Yeah, LLVM is sweet

Posted Apr 17, 2010 0:32 UTC (Sat) by daglwn (guest, #65432)
In reply to: Yeah, LLVM is sweet by emk
Parent article: Dispatches from the compiler front

I hack on LLVM for my job and onm my own time. Just a few comments.

> LLVM is about the nicest compiler I've ever hacked on.

Agreed.

> LLVM's decision to use a strongly-typed assembly language with just a few
> opcodes is pure genius. It has a bunch of neat consequences:

It does, but to be fair, LLVM wasn't the first compiler to provide this.

> 1) The retention of basic type information throughout the entire
> compilation process makes it much easier to answer all sorts of
> questions, and to verify that the generated intermediate code makes some
> sort of sense.

Yes. LLVM's Verifier pass helps a ton. It's saved us many times.

> 2) The decision to use an assembly language (as opposed to an AST or a
> more exotic representation) makes it easy to dump the output from any
> optimization stage and examine it by hand.

Debatable. I've worked on compilers that use very high-level IR representations and it was usually easier to understand what the compiler was doing. One could grasp larger programs much more easily. There are tradeoffs. LLVM uses a low-level representation because the community wants to expose all kinds of machine-level micro-optimizations. IME, the debugging tools surrounding the compiler are as important, if not more, than the IR itself for fixing bugs.

> 3) The decision to use a _single_ assembly language (instead of the huge
> number of intermediate languages which seem to be used by GCC) makes it a
> lot easier for novices to find their way around the code base, and it
> means that you can build up large libraries of helper functions.

This statement simply isn't true. LLVM does not have a single IR. It has at least five now: the Instruction IR, the ScalarEvolution IR, the SelectionDAG/ScheduleDAG IR, the MachineInstr IR and the MCInst IR (from the MC project).

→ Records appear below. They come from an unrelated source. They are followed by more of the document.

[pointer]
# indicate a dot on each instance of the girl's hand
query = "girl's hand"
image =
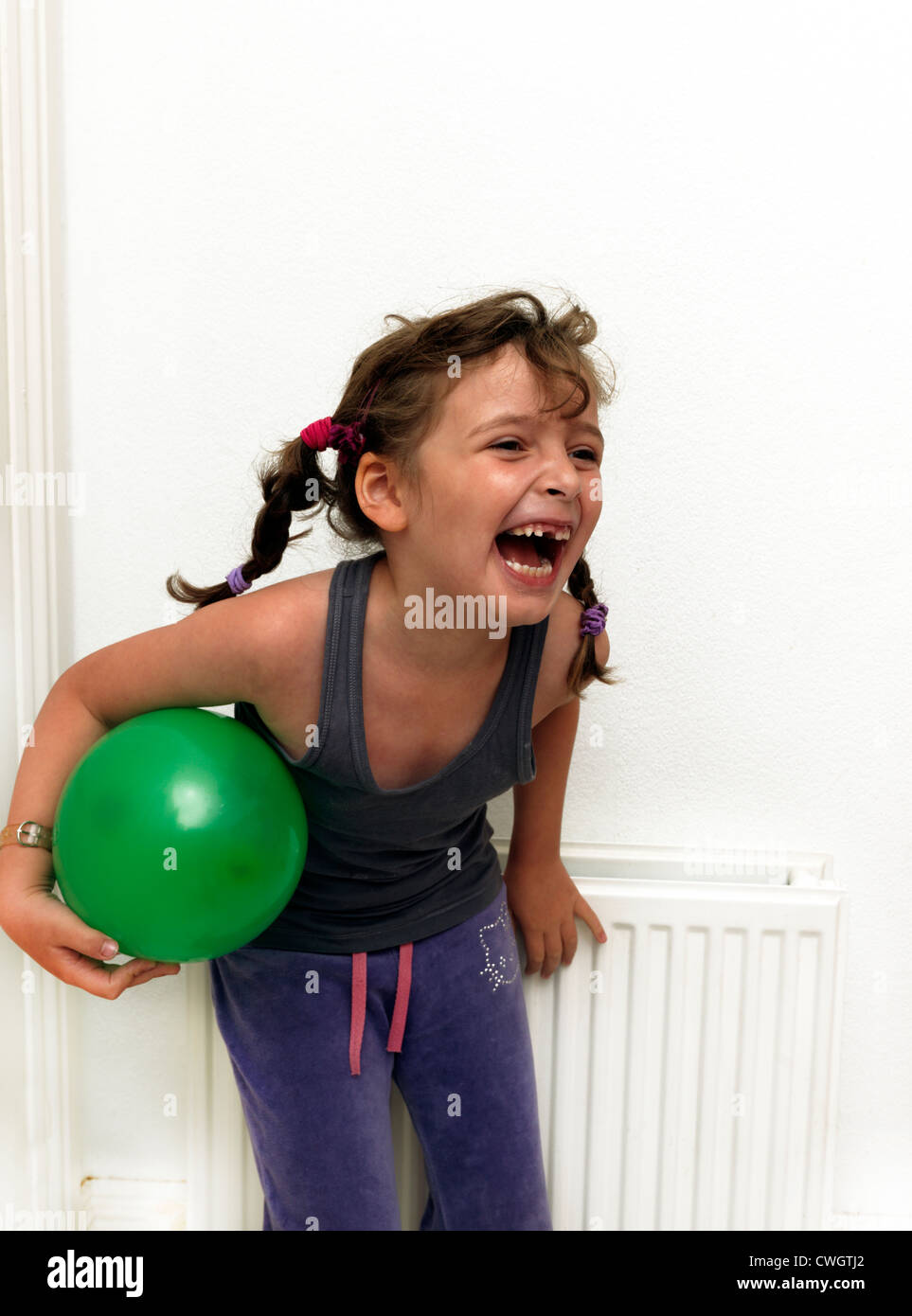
(543, 898)
(58, 940)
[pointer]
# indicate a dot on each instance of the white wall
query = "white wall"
(250, 187)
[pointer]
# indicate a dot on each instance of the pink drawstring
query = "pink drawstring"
(360, 998)
(401, 1008)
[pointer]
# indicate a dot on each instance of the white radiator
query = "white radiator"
(688, 1069)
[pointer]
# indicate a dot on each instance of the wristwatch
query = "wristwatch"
(27, 833)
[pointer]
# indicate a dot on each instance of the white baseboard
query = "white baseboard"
(134, 1203)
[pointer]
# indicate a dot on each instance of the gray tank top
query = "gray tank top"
(385, 867)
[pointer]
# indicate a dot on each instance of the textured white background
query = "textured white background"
(250, 187)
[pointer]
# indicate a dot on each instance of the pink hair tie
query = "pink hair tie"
(348, 438)
(316, 435)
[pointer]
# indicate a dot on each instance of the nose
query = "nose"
(563, 478)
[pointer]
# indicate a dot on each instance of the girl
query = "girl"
(399, 718)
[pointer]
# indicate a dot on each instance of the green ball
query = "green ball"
(181, 833)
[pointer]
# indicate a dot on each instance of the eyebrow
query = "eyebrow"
(520, 420)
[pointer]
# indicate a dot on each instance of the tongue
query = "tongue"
(519, 547)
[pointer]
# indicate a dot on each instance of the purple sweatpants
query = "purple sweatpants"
(316, 1090)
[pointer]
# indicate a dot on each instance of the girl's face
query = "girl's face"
(495, 462)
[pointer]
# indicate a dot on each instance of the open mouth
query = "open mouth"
(534, 556)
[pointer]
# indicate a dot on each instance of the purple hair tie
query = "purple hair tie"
(236, 580)
(594, 620)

This isn't necessarily a bad thing. Different representations allow easier manipulations for certain phases. One can't represent machine instructions with the higher-level Instruction IR. There is some duplication, however. SCEV passes in particular duplicate a lot of logic other passes that use the LLVM IR already have.

> 4) The decision to use a _small_ assembly language means that any given
> optimizer only needs to know about a small, fixed set of instructions.

Again, there are tradeoffs. One is that to do anything machine-specific requires intrinsics and the optimizer doesn't understand those. There are certainly instructions I would like to see added to the IR (a robust vector representation, for example) but it's not critical right now. Instructions have been added over the course of the project. I predict we will see quite a few new ones over the next several years.

> LLVM is a really sweet compiler, and there's some friendly and super-
> productive hackers working on it. I think it has a great future, with or
> without GCC.

100% agreed. Not only is LLVM used in lots of projects, it's been able to spark a renewed interest in compiler technology among students. This is going to be critical as we keep packing more cores onto chips. The era of "free" speedup via higher clocks is over. The compiler is more important than ever.